As a business owner or manager, your biggest challenge moving forward may be motivating those remote employees. Working remotely is an entirely different experience that requires an entirely different management style. Furthermore, it is going to take a while to learn and adapt.
In light of that, here are some tips for motivating your employees in the new remote world:
Communicating effectively can be tough when everyone is at the office. Remotely, it can be even more difficult. It is imperative, especially now, that companies with remote employees make every effort to maintain open lines of communication. Those lines should be utilized daily, at the very least.
It is best not to limit communicating to a single platform. Multiple platforms maximize opportunities to communicate based on needs and preferences. We recommend video calling/conferencing software alongside email, real-time chat, and even traditional phone calls.
Communicating with remote employees doesn't always have to be a sobering experience. In fact, it probably shouldn't be. Communicating remotely can nudge us into the habit of being all business, all the time. But that is not the way we interact with one another at the office. Before the pandemic, office conversations were peppered with small talk and humor.

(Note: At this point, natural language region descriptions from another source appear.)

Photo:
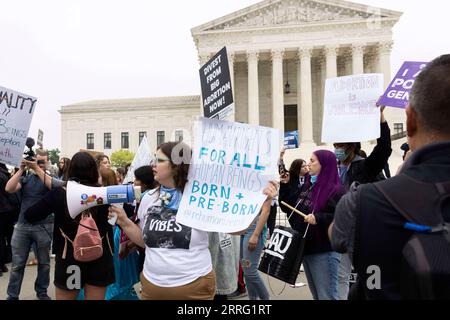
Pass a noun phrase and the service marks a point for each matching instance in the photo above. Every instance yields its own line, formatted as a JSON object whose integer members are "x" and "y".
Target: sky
{"x": 65, "y": 52}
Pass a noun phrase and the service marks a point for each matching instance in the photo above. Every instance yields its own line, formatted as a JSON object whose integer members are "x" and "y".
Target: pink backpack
{"x": 87, "y": 245}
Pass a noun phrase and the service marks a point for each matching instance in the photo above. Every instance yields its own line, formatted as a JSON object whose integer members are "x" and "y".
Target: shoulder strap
{"x": 65, "y": 243}
{"x": 417, "y": 201}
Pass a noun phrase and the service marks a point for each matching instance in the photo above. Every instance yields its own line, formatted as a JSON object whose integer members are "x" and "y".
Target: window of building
{"x": 179, "y": 135}
{"x": 124, "y": 140}
{"x": 142, "y": 134}
{"x": 90, "y": 141}
{"x": 398, "y": 128}
{"x": 160, "y": 136}
{"x": 107, "y": 140}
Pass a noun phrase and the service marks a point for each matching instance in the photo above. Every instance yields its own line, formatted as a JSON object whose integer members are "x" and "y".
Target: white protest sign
{"x": 231, "y": 165}
{"x": 142, "y": 158}
{"x": 350, "y": 113}
{"x": 16, "y": 112}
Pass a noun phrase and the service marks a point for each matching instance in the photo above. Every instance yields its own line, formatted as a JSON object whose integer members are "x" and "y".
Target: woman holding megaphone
{"x": 71, "y": 274}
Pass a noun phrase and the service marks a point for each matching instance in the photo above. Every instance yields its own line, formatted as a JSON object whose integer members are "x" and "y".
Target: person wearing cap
{"x": 354, "y": 168}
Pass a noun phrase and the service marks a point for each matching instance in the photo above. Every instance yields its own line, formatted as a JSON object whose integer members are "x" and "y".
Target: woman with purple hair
{"x": 319, "y": 201}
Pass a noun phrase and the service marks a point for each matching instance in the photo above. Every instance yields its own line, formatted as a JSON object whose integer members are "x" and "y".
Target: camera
{"x": 30, "y": 155}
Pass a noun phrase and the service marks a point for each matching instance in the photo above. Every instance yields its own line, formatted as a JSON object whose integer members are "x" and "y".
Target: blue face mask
{"x": 341, "y": 155}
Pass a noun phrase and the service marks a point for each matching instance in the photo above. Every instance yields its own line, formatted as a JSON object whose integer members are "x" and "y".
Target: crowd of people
{"x": 355, "y": 217}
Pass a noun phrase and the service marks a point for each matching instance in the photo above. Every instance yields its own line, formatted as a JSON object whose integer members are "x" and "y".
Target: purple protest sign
{"x": 397, "y": 94}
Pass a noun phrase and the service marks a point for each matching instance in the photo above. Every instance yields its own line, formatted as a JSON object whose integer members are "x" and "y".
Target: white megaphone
{"x": 81, "y": 197}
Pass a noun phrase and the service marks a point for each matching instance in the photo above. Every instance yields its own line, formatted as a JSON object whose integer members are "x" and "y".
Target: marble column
{"x": 277, "y": 90}
{"x": 253, "y": 87}
{"x": 384, "y": 60}
{"x": 304, "y": 95}
{"x": 231, "y": 59}
{"x": 331, "y": 61}
{"x": 358, "y": 58}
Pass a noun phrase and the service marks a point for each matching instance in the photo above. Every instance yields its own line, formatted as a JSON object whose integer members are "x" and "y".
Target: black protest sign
{"x": 216, "y": 86}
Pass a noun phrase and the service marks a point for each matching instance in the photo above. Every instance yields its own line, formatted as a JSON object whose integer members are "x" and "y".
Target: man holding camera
{"x": 33, "y": 184}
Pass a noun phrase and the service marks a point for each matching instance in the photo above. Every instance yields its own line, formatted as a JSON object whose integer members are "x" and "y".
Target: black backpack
{"x": 425, "y": 270}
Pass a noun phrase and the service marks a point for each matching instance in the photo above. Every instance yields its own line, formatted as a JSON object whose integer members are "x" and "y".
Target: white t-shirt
{"x": 175, "y": 255}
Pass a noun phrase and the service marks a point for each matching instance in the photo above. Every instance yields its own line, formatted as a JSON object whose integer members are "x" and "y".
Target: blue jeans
{"x": 23, "y": 237}
{"x": 345, "y": 269}
{"x": 250, "y": 262}
{"x": 322, "y": 274}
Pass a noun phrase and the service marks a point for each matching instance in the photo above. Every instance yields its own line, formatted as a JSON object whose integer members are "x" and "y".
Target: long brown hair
{"x": 180, "y": 155}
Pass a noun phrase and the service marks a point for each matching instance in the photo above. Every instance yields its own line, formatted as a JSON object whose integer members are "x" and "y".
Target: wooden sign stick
{"x": 293, "y": 209}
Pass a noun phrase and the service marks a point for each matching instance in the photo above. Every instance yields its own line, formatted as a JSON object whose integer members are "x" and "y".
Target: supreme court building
{"x": 280, "y": 54}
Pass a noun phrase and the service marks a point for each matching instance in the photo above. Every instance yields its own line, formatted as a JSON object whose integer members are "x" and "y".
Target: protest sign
{"x": 40, "y": 141}
{"x": 291, "y": 140}
{"x": 350, "y": 113}
{"x": 142, "y": 158}
{"x": 16, "y": 112}
{"x": 397, "y": 94}
{"x": 231, "y": 165}
{"x": 217, "y": 93}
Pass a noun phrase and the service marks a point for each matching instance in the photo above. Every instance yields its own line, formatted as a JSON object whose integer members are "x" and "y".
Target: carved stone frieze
{"x": 285, "y": 13}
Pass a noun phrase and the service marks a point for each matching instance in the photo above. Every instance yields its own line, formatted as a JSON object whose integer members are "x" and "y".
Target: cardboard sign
{"x": 142, "y": 158}
{"x": 291, "y": 140}
{"x": 40, "y": 141}
{"x": 231, "y": 165}
{"x": 16, "y": 112}
{"x": 217, "y": 93}
{"x": 397, "y": 94}
{"x": 350, "y": 113}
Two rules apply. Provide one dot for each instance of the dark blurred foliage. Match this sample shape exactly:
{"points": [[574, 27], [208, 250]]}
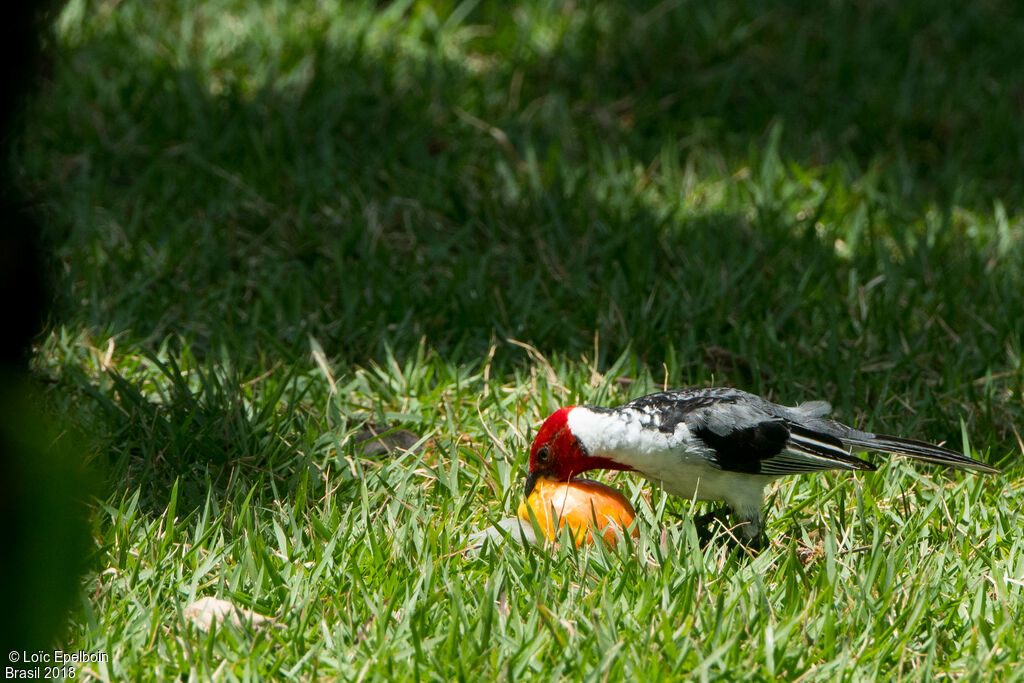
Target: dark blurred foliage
{"points": [[41, 485]]}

Even the most serious of topics were somewhat lightened by talking about the kids or discussing weekend plans.
All of this is to say that it is important to keep the mood light when communicating with remote employees. Being all business all the time only makes communicating stressful. Employees will avoid it when they can.
Nothing is more demotivating than being expected to complete one's work without having the right tools to do so. For instance, imagining a building contractor handing one of his workers a shovel and telling him to dig out the foundation for a new house. How long will that employee be motivated to dig?
Working remotely often requires tools that were not necessary in the office. Make sure your people have those tools. Otherwise, two things will happen: they will have difficulty completing their tasks and they will be increasingly less motivated to do so.
One of the most effective ways to motivate any group of people is to make room for feedback. When everyone feels they have a voice, they are more likely to make their voices heard. That's a good thing. When teams of employees talk about things productively, they encourage and motivate one another.
Always remember that feedback works in both directions. You want to offer feedback to your employees. They should be able to reciprocate. They should also be encouraged to give one another feedback.
It would appear as though permanent remote work is here to stay. For employers, the shift to remote work means rethinking how business is done. It means figuring out how to help employees be the best they can be even though they are no longer coming to the office. Motivation is key. If you can learn to motivate a remote workforce, you can make the best of the new working world we now find ourselves in.